Devlet, kimsesizin kimsesi, adalet, merhamet olduğunu anlatan Başesgioğlu, sözlerini şöyle sürdürdü: "Hepimiz bu cumhuriyetin erdeminden yararlandık, hepimizin hikayesi belli, fakir aile çocuklarıyız, işçi, memur çocuklarıyız ama bu devletin okullarında, parasız okullarında, yurtlarında yetiştik ve hepimiz bu ülkeyi idare etme noktasına geldik. Bu, cumhuriyetin erdemidir; bu, devletin erdemidir. Onun için, topyekun devlete karşı husumet beslemek yanlıştır. Evet, içimizde bazı arkadaşların, cumhuriyetin kuruluşundan itibaren yanlış kodlanmış bir husumet duygusuyla, devlete bir husumet duygusu vardı. Bu, yerli ve yabancı işbirlikçiler buldu ve devletin ruhunun parçalanmasına müsaade ettiniz, devletin ana sütunlarının parçalanmasına müsaade ettiniz. Rahmetli Alparslan Türkeş'in bir sözü var, diyor ki: 'Dünyanın en siyasi alçak cinayeti milleti devlete düşman etmektir' Maalesef ve maalesef, milletimizin büyük çoğu, vesayet denilen, statüko denilen çeşitli anlamsız çirkin ifadelerle topluma, kamuoyuna takdim edilen devletimize düşman olma yolunu seçmiştir ama şimdi geldiğimiz noktada, sizin de devletin meşruiyetine ihtiyacınız olduğu ortaya çıktı. Paralel yapıdan bahsediyorsunuz yani topyekûn, derli toplu bir devlet ihtiyacını siz de hissettiniz. Evet, devletin çatısını kaldırırsanız, devletin ruhunu öldürürseniz, devlet hayatı içerisinde iktidar adacıkları olur, bir paralel değil 5 tane paralel yapı olur."
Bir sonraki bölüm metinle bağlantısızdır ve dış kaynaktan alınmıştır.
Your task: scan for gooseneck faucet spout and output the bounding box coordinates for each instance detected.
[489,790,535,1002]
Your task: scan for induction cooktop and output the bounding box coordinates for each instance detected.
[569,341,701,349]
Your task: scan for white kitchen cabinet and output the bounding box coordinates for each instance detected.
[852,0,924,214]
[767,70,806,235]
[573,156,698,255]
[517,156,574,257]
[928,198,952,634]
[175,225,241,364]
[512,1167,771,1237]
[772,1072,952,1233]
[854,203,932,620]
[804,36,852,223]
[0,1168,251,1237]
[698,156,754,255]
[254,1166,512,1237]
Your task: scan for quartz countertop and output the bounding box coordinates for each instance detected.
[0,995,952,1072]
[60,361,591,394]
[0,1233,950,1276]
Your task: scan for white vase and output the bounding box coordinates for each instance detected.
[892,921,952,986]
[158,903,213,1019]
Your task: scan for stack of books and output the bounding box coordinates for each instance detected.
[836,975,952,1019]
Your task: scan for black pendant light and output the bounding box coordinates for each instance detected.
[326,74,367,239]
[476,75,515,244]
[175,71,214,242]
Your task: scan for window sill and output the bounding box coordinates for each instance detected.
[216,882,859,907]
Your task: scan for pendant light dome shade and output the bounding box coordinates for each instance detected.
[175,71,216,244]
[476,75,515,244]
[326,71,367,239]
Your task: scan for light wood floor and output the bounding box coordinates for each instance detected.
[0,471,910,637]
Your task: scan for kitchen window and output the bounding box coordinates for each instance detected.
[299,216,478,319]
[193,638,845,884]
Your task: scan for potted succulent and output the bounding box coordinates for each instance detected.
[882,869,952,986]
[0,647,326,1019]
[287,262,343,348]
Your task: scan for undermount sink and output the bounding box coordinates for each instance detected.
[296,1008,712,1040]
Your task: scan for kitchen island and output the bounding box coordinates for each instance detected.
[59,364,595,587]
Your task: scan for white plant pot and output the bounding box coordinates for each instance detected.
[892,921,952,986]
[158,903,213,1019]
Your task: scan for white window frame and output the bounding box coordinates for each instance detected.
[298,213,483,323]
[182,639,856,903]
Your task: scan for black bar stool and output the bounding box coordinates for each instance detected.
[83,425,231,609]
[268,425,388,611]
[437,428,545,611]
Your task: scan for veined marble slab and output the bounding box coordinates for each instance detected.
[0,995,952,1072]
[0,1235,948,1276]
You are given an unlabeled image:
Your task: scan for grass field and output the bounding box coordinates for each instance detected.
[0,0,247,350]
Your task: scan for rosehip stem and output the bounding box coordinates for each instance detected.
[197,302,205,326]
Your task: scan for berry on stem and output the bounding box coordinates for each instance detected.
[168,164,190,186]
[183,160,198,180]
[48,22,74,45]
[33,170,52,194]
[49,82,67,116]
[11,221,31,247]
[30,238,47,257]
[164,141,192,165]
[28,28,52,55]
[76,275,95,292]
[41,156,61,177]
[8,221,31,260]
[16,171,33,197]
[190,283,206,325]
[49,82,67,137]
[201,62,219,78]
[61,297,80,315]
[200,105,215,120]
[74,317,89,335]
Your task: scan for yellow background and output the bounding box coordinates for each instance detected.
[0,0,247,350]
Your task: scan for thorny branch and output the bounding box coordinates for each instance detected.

Başesgioğlu, konuşmasında "Güneydoğuyu hiç görmüyoruz arkadaşlar" diyerek "Suriye sınırında neler oluyor, 3 bağımsız eyalet oldu! Seçim güvenliği nasıl olacak? Seçimin meşruiyeti nasıl olacak? Sizin adaylarınız gidip rahatça propaganda yapabilecekler mi? Seçimden sonra Türkiye'yi nasıl bir manzara bekliyor? Bundan habersiz, hepimiz buraya kitlendik, 17 Aralık operasyonunu nasıl etkisiz yapabiliriz? Hayır, Türkiye, 76 milyon, sadece 17 Aralıktan ibaret değil. Aslında, şu operasyon 10 kişiden fazlasını ilgilendirmiyor, sizleri ilgilendirmiyor. 10 kişi, bilemediniz 15 kişi, 15 kişi için Türkiye'nin bütün enerjisini, bütün yasamasını, bütün müktesebatını buna hasıl etmek bence haksızlık, Türkiye bunu hak etmiyor.”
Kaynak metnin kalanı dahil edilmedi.